Sylwia Grzeszczak zakończyła próbę. Była rozczarowana
"Próbowaliśmy z marszu, nie znaliśmy w ogóle tekstu" - stwierdził Kowalski. Problemy pojawiły się na próbie scenicznej - wokaliści nie nauczyli się tekstu, mimo próśb trenerki. Grzeszczak była tak mocno zawiedziona postawą obu uczestników i pewnym momencie kazała im zejść ze sceny, aby ochłonęli.
"Nie jesteście gotowi, poprosiłabym, abyście zeszli i przygotowali się raz jeszcze" - mówiła Grzeszczak.
Występ również uczestników nie przebiegał zgodnie z planem. Obaj uczestnicy mieli problemy z odsłuchem, na początku nie trafiali w dźwięki, a pełnie emocji pokazali dopiero pod koniec występu.
"Nie wierzę, co tu się stało" - stwierdziła Sylwia Grzeszczak. "Byliście surferami, lataliście po tych dźwiękach, raz lepiej, raz gorzej" - przyznał Baron. "Z każdym taktem było coraz lepiej, na początku byliście bardzo nieśmiali" - podsumowała Steczkowska.
Grzeszczak ostatecznie postawiła na Igora Kowalskiego. Jakuba Nowaka ukradł natomiast Marek Piekarczyk.
"The Voice of Poland": trenerzy 12. edycji programu
Już od września na antenę TVP2 wraca muzyczny show "The Voice of Poland". Potwierdziły się plotki o zakończeniu współpracy z lubianym trenerem - Michałem Szpakiem. W najnowszej edycji uczestników oceniać będą Justyna Steczkowska, Sylwia Grzeszczak, Marek Piekarczyk oraz Tomson i Baron z zespołu Afromental.
Rozbieżne opinie trenerów i widzów. Było aż tak źle?
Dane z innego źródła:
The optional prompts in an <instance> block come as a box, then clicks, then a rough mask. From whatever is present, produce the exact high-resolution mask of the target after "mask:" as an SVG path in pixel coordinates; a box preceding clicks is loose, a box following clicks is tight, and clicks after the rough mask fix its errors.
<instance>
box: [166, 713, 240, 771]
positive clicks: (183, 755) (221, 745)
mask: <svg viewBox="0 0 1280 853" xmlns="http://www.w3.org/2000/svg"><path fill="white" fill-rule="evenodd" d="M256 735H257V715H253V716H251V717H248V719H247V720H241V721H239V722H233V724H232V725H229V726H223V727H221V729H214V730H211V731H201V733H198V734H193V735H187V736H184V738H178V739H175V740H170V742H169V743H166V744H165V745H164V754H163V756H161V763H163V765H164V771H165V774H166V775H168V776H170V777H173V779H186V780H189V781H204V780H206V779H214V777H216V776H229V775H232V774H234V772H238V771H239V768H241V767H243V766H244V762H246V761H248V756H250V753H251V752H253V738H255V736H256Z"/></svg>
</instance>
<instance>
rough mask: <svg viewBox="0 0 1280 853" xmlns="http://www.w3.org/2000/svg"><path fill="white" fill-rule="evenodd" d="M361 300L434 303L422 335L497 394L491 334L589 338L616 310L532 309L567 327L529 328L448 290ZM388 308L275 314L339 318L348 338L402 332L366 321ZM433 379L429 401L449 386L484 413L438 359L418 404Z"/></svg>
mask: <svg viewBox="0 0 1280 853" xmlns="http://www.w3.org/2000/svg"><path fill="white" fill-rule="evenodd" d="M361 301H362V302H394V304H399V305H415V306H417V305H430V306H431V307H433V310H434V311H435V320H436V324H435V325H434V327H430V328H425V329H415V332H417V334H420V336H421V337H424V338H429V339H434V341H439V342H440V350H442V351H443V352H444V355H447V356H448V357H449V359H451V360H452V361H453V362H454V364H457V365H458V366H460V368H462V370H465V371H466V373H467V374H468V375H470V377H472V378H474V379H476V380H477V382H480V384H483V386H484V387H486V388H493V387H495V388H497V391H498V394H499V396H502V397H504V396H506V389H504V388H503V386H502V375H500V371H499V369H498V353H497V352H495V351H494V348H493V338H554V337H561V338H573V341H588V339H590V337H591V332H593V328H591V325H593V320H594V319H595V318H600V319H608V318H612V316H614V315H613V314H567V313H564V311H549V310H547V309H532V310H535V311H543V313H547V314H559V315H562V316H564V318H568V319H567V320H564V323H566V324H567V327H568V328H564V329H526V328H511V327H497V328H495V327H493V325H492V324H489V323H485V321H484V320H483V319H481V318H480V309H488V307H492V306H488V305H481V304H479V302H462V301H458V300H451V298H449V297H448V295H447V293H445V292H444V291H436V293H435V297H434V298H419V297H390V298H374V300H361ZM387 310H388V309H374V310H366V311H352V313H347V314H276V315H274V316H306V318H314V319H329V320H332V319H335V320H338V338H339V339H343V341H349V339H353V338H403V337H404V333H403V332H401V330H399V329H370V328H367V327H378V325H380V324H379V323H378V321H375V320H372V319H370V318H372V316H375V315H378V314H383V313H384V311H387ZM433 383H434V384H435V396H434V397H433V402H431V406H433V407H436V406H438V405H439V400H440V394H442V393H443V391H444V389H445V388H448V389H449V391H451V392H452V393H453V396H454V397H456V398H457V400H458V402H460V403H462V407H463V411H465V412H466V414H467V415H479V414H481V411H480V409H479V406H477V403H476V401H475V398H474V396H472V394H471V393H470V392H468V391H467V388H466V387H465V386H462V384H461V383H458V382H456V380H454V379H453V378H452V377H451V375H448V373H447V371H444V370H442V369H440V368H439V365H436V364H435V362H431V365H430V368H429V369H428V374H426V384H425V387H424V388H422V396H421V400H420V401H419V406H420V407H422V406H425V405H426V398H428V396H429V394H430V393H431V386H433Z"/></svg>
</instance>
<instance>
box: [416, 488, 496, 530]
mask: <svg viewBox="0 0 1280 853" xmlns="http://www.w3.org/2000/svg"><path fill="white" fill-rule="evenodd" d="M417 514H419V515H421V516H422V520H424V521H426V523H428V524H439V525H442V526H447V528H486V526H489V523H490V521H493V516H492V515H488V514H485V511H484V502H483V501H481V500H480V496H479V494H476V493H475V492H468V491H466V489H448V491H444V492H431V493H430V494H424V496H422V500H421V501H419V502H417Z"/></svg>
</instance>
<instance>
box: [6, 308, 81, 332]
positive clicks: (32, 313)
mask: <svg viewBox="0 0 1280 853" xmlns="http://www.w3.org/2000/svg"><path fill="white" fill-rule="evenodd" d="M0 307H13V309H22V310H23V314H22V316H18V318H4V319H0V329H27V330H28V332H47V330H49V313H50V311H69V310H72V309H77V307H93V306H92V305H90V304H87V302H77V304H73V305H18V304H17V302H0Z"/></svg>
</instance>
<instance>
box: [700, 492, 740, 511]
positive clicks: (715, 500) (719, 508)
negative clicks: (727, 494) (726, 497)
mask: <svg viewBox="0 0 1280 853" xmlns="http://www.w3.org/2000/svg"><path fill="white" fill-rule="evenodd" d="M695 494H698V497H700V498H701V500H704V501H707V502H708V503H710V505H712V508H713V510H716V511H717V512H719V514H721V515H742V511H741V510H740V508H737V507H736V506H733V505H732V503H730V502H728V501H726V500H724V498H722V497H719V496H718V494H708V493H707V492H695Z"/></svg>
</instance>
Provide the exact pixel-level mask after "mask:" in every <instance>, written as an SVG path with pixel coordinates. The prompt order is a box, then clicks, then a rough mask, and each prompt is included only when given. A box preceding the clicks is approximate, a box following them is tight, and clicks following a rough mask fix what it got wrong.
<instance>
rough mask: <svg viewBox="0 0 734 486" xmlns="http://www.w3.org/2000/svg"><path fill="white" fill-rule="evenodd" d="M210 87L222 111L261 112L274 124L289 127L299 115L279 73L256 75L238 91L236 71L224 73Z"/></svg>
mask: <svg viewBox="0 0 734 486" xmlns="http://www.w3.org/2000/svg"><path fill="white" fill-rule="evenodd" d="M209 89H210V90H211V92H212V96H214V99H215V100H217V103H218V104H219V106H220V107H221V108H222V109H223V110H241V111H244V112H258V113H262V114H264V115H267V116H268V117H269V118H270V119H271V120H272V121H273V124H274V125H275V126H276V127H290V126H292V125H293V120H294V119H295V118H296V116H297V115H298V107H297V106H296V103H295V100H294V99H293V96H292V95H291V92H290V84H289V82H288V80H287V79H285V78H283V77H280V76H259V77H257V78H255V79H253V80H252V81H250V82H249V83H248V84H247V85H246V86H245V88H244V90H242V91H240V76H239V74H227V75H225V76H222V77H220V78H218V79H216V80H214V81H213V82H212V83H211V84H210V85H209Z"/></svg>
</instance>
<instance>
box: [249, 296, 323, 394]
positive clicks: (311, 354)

Kowalski i Nowak, mimo potknięć, zostali docenieni przez trenerów. Mniej komplementów dla duetu mieli komentujący program. "Tak złego poziomu w bitwach jeszcze nie było", "Koszmar", "Oni im tymi komentarzami słodzili, a tego wykonania nie dało się wytrzymać" - czytamy na profilu "The Voice of Poland".